Umm, that is a walleye you are holding there.


----------



## FISHAHOLIC85 (Apr 22, 2011)

fishhogg said:


> Umm, that is a walleye you are holding there.


Think he has 2 separate statements here. Sheephead on the reefs and here's one of the fish he caught, of the right species...


----------



## Eman89so (Jun 3, 2013)

Correct fish


----------



## fishhogg (Apr 16, 2009)

FISHAHOLIC85 said:


> Think he has 2 separate statements here. Sheephead on the reefs and here's one of the fish he caught, of the right species...


I know, this was my poor abilities at a little humor!


----------



## FISHAHOLIC85 (Apr 22, 2011)

With all this darn wind, haven't been able to get out much. Forgot what they looked like lol. Had it planned for 3 days this weekend at Magee East but ENE, N winds predicted are going to side line me again looks like. Praying for a miracle but it looks bad. Not going out there to get beat up in 4'+ waves. I don't mess around with NE winds. Guess the fish will be out of Cleveland soon anyway but I love to jig for them. Mother nature wins again


----------



## fishhogg (Apr 16, 2009)

FISHAHOLIC85 said:


> With all this darn wind, haven't been able to get out much. Forgot what they looked like lol. Had it planned for 3 days this weekend at Magee East but ENE, N winds predicted are going to side line me again looks like. Praying for a miracle but it looks bad. Not going out there to get beat up in 4'+ waves. I don't mess around with NE winds. Guess the fish will be out of Cleveland soon anyway but I love to jig for them. Mother nature wins again


Yea, this darn wind has screwed up all my trips so far this year. Between not being able to go, to being rough, and just plain muddy water. It should settle down soon I hope. Then it will be game on.


----------



## FISHAHOLIC85 (Apr 22, 2011)

fishhogg said:


> Yea, this darn wind has screwed up all my trips so far this year. Between not being able to go, to being rough, and just plain muddy water. It should settle down soon I hope. Then it will be game on.


Amen. For a new dad with a full time job (me), it's been TOUGH. Seems like if you can't call off spur the moment during the week (the good days are ALWAYS during the work week!) you're shafted. The weekends have been nothing better than garbage.
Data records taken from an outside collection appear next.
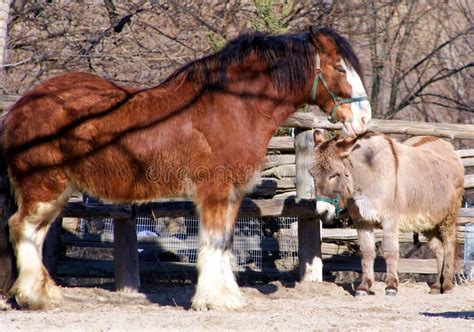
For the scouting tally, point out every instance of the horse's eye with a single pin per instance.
(334, 176)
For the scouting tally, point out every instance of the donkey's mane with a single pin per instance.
(288, 58)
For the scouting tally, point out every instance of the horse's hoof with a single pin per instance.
(361, 293)
(391, 292)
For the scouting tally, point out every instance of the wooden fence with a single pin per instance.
(286, 181)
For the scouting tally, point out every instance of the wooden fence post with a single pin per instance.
(127, 273)
(7, 258)
(309, 229)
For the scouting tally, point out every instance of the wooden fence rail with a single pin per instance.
(288, 207)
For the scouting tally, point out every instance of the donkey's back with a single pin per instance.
(430, 182)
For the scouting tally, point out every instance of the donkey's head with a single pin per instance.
(338, 89)
(332, 178)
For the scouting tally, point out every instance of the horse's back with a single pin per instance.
(57, 104)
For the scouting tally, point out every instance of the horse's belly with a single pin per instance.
(122, 178)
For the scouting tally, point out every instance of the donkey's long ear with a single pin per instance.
(318, 137)
(345, 146)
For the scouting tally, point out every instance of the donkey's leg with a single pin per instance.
(34, 288)
(435, 243)
(217, 288)
(391, 254)
(449, 237)
(367, 249)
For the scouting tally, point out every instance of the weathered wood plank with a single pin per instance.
(278, 159)
(280, 171)
(469, 181)
(405, 265)
(127, 274)
(288, 207)
(283, 144)
(468, 162)
(87, 268)
(309, 229)
(51, 247)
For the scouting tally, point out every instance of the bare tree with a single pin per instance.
(4, 10)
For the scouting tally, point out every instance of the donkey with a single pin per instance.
(414, 186)
(202, 133)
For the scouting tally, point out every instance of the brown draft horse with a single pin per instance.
(414, 186)
(202, 133)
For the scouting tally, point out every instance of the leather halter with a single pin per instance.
(332, 201)
(318, 76)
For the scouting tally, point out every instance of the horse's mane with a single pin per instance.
(289, 59)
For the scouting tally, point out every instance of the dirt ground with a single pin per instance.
(274, 306)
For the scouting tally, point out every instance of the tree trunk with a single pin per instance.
(4, 10)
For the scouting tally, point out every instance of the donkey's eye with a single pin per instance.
(340, 69)
(334, 176)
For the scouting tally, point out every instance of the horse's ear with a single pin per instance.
(345, 146)
(318, 137)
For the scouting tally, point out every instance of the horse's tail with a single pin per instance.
(7, 207)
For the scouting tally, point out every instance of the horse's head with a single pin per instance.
(337, 87)
(332, 178)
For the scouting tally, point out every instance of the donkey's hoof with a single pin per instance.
(391, 292)
(227, 302)
(361, 293)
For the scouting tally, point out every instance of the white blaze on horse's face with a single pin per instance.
(361, 111)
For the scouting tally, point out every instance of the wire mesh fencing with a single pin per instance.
(254, 249)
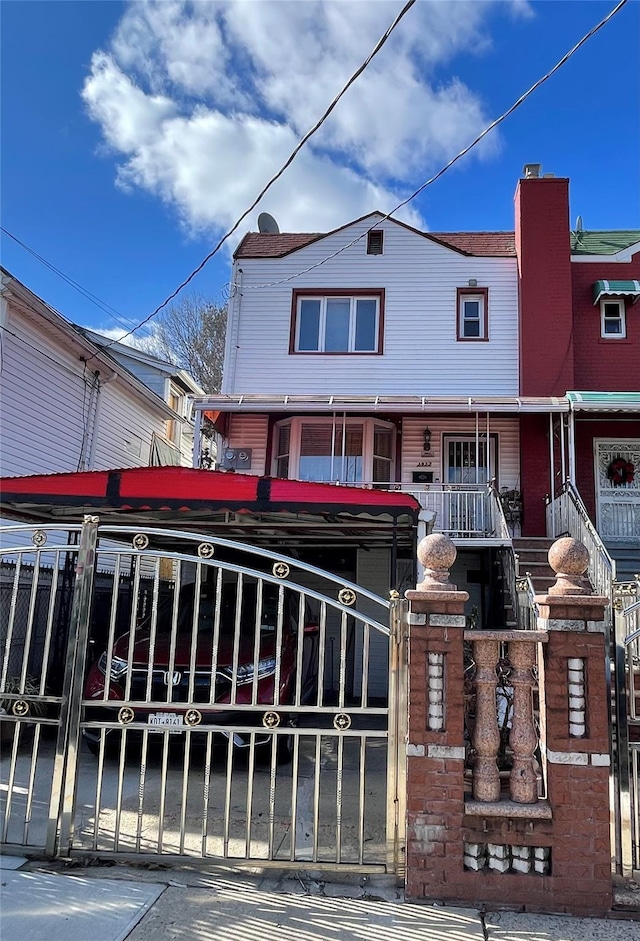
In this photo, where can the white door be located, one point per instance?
(617, 482)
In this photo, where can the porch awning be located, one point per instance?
(616, 289)
(604, 401)
(179, 495)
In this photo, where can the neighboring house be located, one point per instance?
(174, 386)
(68, 404)
(580, 338)
(381, 356)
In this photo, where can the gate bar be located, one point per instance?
(59, 832)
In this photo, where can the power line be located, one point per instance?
(453, 160)
(94, 299)
(282, 169)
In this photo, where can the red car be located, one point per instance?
(233, 657)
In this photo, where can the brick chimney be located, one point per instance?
(544, 281)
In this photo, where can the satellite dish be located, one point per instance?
(267, 224)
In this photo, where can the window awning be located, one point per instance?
(616, 289)
(604, 401)
(182, 496)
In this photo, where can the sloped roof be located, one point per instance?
(267, 245)
(602, 242)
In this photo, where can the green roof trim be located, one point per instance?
(603, 242)
(604, 401)
(616, 289)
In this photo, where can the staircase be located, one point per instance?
(627, 559)
(532, 557)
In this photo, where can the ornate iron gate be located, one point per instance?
(626, 727)
(194, 697)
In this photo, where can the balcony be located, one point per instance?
(462, 511)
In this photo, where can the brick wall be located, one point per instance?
(550, 856)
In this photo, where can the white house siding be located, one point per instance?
(126, 425)
(421, 353)
(250, 431)
(414, 459)
(42, 394)
(47, 411)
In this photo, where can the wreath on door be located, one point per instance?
(621, 472)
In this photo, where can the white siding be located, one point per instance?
(47, 410)
(250, 431)
(507, 430)
(421, 353)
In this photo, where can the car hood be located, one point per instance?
(204, 648)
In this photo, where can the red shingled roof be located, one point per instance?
(267, 245)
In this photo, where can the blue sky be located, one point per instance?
(134, 134)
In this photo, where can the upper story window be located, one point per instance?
(337, 321)
(473, 313)
(612, 320)
(375, 242)
(352, 450)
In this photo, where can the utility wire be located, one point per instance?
(282, 169)
(453, 160)
(93, 298)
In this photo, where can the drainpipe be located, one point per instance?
(96, 418)
(197, 439)
(552, 494)
(572, 445)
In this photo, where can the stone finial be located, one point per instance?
(569, 559)
(436, 554)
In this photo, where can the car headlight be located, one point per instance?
(118, 666)
(245, 671)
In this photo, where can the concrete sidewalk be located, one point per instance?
(45, 902)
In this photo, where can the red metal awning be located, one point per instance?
(172, 493)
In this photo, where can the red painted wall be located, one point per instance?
(544, 273)
(534, 472)
(604, 365)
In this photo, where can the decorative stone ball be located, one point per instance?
(436, 552)
(569, 557)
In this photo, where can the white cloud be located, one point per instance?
(204, 101)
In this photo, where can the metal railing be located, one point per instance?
(567, 515)
(626, 729)
(462, 511)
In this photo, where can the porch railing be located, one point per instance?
(567, 515)
(464, 511)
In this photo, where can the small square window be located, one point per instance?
(472, 314)
(375, 242)
(612, 320)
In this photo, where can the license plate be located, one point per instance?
(170, 719)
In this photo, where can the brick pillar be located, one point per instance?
(543, 855)
(577, 740)
(435, 748)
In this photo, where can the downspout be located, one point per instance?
(233, 327)
(572, 445)
(96, 419)
(552, 494)
(197, 439)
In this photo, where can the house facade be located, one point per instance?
(438, 364)
(68, 404)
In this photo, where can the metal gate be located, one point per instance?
(626, 727)
(168, 693)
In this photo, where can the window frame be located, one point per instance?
(472, 293)
(323, 294)
(375, 237)
(622, 317)
(369, 426)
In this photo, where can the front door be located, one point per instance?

What can we do...


----------



## fishinfrank (Feb 22, 2012)

My buddy and I trolled just south of the cans near the transition line. Lots of marks 5_10 ft below the surface. Tried different baits different speeds 15-25 back, no takers. 35 and 75 , 1.4 to 1.8 was the ticket.


----------



## spectrum (Feb 12, 2013)

FISHAHOLIC85 said:


> Amen. For a new dad with a full time job (me), it's been TOUGH. Seems like if you can't call off spur the moment during the week (the good days are ALWAYS during the work week!) you're shafted. The weekends have been nothing better than garbage. What can we do...


Agreed!!!
Had thursday-sunday off the last 2 weeks and thur-sund this week. Figured 3 weekends in a row....should be able to fish at least 1 day. Pulled the plug on all of them and stayed at work. Might as well save those vacation days for some decent weather later in the year.


----------



## FISHAHOLIC85 (Apr 22, 2011)

spectrum said:


> Agreed!!!
> Had thursday-sunday off the last 2 weeks and thur-sund this week. Figured 3 weekends in a row....should be able to fish at least 1 day. Pulled the plug on all of them and stayed at work. Might as well save those vacation days for some decent weather later in the year.


Agreed. I love being on the water regardless and I enjoy trolling but man, it's hard to beat a hot jig bite on the western basin! I'm pretty bummed I only got out once for a short 4 hours and 4 fish but better than being sidelined completely. It'll be nice when the fish are closer to me out of Avon and Cle. Not so hard to go fish spur the moment on a hot report and good conditions. Tight lines buddy!


----------